A pronunciare la sentenza di inammissibilità è stata la stessa presidente della Commissione Affari sociali (dove è appunto in corso l’esame del disegno di conversione in legge del decreto), Marialucia Lorefice (nella foto),  peraltro firmataria di alcuni degli emendamenti respinti (su tutti quelli a prima firma  Trizzino e Provenza) e che dunque ha in qualche modo “bocciato” se stessa.

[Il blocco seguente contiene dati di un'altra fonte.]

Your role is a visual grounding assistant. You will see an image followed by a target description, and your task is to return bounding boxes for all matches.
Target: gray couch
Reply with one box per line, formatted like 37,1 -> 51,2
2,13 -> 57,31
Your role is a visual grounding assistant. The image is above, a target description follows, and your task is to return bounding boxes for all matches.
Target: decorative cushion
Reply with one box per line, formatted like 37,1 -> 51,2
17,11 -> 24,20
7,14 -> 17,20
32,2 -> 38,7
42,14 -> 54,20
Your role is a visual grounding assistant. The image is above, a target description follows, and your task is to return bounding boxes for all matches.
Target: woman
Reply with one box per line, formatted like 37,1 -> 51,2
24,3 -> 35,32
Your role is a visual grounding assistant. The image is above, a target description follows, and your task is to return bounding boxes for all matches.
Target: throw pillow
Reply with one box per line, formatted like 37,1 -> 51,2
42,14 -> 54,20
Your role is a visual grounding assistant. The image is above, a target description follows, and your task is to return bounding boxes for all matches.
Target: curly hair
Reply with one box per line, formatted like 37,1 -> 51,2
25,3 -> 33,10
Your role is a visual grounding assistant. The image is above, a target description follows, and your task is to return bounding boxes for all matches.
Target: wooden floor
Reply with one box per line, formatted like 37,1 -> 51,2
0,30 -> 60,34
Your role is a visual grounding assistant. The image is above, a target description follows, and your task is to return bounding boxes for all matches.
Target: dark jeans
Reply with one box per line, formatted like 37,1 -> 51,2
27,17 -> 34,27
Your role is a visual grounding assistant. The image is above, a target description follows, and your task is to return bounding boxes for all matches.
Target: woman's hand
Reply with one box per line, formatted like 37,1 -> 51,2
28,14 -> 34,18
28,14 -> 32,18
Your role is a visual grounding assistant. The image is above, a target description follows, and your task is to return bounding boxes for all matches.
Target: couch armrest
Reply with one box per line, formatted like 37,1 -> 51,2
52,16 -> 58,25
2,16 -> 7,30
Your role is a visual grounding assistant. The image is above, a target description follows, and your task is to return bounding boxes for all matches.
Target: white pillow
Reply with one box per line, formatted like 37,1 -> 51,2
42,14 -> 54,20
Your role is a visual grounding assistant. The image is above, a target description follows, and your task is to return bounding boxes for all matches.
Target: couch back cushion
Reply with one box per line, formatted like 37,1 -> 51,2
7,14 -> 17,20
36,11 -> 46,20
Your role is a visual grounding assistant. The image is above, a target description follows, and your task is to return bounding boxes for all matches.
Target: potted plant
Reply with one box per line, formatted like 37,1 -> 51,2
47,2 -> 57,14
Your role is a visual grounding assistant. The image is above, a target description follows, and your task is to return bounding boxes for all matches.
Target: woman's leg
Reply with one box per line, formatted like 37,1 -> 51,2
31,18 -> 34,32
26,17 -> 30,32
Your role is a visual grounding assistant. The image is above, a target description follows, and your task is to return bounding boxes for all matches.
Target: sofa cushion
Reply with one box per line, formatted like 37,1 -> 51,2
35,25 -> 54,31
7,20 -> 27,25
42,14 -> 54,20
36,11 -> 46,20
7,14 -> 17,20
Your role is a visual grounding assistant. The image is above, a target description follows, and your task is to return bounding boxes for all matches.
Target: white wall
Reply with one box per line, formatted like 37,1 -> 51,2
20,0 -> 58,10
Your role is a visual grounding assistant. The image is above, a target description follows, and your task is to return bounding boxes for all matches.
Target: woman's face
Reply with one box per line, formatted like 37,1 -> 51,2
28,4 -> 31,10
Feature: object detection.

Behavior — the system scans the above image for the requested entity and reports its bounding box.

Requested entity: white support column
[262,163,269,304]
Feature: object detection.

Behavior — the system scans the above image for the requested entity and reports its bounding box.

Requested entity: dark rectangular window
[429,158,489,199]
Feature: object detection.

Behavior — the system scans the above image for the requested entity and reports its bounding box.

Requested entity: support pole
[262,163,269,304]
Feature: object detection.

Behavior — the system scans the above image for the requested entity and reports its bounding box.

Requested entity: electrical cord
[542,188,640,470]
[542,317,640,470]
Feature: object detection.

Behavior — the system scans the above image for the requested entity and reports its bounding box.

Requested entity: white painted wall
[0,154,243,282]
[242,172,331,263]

Ma, al di là degli aspetti singolari, resta la sostanza:  ancora una volta, le misure finalizzate a “temperare” le possibilità d’azione del capitale in farmacia hanno trovato la strada sbarrata. Resta ora da vedere se il M5S, che si è fatto alfiere di questa battaglia, ritenterà ancora, come è probabile. Non bisogna dimenticare, infatti, che il Parlamento giace una proposta di legge  a firma di Trizzino (sempre lui), annunciata a Montecitorio nella seduta del 28 marzo scorso e rubricata con il numero C 1715, volta a introdurre per le società proprietarie di farmacia l’ormai famoso obbligo del 51% di quote a farmacisti iscritti all’Albo, anche se la via di una proposta di legge ordinaria è notoriamente lunga e impervia, in un Paese come il nostro.  L’impressione, insomma,  è che – nonostante l’asserita volontà politica e gli slogan (“Svendere le farmacie alle multinazionali? No grazie”, copyright Giulia Grillo) – le possibilità di trovare quel benedetto cartiglio con la scritta “Hai vinto!”, già premio alla perseveranza dei masticatori di gomma, siano nel caso di specie abbastanza ridotte. La partita, in ogni caso, resta ancora aperta.